Why the East Germans Lost

Thirty years since German reunification, the “new states” from the former East still suffer the effects of mass deindustrialization and emigration. But if reunification hasn't delivered the promises of 1990, socialists should recognize why most East Germans didn't defend the old system — and why welfare and public services aren’t enough to build a viable socialist society.

Germany Looks To 30th Anniversary Of German Reunification

A sculpture of a heart in the colors of the German flag reads “30 years” as part of an outdoor exhibition marking the 30 anniversary of German reunification. (Sean Gallup / Getty Images)


Today marks the thirtieth anniversary of German reunification — a decisive event in the end of state socialism in Eastern Europe. On October 3, 1990, the German Democratic Republic (GDR), formerly one of the most enthusiastic members of the Warsaw Pact, was annexed by the Federal Republic following an election victory for the Christian Democrats. Only eleven short months after the Berlin Wall fell, what had long been considered an unalterable and impermeable border ceased to exist, and an entire sociopolitical system disintegrated around it.

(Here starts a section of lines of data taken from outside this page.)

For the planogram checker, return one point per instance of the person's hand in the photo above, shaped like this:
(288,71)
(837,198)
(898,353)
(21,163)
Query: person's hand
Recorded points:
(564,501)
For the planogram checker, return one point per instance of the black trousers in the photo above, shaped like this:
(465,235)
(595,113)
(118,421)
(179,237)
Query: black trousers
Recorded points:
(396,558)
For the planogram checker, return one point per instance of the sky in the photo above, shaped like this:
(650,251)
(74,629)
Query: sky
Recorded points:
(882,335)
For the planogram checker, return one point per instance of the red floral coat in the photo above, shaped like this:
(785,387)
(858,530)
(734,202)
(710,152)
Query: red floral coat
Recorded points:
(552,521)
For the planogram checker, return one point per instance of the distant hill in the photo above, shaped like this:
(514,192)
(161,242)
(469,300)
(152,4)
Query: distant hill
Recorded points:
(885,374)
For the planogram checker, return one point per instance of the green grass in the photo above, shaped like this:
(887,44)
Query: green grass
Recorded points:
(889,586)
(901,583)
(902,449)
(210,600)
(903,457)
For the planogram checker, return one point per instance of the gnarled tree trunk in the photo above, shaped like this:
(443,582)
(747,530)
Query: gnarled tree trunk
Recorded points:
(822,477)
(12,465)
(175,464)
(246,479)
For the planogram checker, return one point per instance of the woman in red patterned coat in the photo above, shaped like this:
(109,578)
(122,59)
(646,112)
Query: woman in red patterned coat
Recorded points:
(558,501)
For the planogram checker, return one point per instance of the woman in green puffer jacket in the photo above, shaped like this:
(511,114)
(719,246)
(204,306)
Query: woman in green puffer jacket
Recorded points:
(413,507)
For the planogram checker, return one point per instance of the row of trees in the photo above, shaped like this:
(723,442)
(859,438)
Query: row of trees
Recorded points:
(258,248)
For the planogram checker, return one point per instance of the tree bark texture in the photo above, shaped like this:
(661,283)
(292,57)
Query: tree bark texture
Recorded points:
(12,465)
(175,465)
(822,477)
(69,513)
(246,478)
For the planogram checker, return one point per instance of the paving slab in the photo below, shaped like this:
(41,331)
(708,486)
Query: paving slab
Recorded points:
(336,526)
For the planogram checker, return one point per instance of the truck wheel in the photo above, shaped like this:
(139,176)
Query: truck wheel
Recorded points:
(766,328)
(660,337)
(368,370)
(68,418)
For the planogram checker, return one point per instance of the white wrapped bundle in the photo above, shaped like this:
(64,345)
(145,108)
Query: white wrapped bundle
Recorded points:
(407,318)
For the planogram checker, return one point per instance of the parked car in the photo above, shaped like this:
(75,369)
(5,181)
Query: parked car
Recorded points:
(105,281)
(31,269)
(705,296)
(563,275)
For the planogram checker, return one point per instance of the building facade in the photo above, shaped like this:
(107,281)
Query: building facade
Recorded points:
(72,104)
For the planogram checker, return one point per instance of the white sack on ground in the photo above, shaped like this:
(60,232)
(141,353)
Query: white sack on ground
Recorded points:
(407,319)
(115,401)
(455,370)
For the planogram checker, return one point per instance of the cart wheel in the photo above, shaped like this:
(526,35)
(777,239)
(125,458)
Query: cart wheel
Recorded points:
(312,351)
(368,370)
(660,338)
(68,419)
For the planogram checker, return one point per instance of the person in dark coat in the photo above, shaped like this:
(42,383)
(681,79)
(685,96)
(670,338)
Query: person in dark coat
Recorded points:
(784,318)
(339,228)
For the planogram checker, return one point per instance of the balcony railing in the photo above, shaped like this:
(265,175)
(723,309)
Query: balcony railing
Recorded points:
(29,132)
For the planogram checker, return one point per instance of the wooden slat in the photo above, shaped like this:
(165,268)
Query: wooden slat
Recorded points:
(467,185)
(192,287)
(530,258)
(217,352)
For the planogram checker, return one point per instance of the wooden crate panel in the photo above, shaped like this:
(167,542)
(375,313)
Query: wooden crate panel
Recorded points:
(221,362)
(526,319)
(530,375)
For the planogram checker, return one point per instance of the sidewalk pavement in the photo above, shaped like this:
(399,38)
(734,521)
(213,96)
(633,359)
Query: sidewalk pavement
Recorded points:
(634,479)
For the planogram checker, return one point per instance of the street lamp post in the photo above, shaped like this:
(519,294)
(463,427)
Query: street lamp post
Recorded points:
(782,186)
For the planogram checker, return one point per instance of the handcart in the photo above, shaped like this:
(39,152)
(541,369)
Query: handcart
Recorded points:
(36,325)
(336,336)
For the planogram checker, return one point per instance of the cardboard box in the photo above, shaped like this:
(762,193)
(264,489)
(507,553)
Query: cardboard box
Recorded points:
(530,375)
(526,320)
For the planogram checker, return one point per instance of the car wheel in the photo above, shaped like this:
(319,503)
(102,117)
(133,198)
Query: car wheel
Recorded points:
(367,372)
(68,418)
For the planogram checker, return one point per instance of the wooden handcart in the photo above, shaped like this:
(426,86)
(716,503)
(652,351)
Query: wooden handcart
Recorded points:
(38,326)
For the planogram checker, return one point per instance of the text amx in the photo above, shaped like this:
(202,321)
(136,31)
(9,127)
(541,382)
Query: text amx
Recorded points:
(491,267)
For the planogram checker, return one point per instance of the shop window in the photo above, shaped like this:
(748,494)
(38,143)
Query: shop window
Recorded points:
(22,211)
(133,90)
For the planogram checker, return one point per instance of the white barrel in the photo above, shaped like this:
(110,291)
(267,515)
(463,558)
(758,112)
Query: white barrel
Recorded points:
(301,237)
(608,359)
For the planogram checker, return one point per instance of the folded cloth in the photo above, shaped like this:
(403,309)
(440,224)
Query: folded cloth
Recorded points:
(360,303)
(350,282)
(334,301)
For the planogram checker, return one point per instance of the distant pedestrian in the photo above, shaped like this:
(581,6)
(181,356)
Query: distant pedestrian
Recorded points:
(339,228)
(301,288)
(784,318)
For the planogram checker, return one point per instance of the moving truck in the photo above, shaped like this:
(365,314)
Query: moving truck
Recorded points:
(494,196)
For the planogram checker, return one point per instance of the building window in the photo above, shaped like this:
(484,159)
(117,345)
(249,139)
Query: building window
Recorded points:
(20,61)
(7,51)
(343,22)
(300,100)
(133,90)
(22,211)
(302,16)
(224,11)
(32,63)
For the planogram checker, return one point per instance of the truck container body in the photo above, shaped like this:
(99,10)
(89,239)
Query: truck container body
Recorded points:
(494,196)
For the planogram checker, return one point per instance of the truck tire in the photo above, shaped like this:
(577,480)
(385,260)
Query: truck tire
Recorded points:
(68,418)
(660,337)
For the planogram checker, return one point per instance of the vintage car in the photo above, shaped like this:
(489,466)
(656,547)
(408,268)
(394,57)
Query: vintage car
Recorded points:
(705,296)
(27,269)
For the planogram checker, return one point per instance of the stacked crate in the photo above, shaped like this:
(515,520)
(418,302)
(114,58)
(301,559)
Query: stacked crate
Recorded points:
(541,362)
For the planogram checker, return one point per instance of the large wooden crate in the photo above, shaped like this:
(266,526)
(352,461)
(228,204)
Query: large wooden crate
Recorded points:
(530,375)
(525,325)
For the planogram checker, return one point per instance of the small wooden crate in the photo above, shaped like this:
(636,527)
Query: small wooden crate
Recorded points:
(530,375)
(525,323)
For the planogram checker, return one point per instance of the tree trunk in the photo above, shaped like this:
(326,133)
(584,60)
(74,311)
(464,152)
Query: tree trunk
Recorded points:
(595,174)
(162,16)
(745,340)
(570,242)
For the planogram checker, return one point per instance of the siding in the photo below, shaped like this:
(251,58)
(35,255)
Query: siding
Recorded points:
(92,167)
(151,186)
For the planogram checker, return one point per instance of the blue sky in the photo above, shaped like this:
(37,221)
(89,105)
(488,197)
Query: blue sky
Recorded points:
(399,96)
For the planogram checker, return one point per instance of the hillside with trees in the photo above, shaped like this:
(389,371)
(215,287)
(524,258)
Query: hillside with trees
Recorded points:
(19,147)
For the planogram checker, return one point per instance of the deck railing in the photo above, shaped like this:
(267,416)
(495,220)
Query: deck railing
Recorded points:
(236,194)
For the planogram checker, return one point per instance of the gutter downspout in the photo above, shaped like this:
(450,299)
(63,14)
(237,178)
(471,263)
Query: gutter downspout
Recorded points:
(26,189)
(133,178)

Rather than bringing the democratization, let alone the rejuvenation of socialism some initially hoped for, the uprisings of 1989–1990 across Eastern Europe saw the consolidation of a neoliberal order as the supposed price to pay for basic civil liberties and nominal freedom of movement. Communist parties that had ruled for decades fell into disarray, hastily rebranding themselves as social democrats or dissolving entirely. The fall of the Soviet bloc also demoralized large sections of the Left on the other side of the Iron Curtain, prompting the collapse of the international communist movement and helping to set the stage for social democracy’s pivot to neoliberalism.

If East Germany wasn’t all good, nor was what followed. In the early 1990s, unemployment skyrocketed across the former Eastern Bloc, the public sector collapsed, and millions were forced to emigrate in order to find work. Mortality rates went up, and life expectancy declined by several years. In a study conducted for the World Bank, economist Branko Milanović estimated that poverty levels in the former socialist countries rose from 4 percent in 1989 to a staggering 45 percent by the middle of the following decade.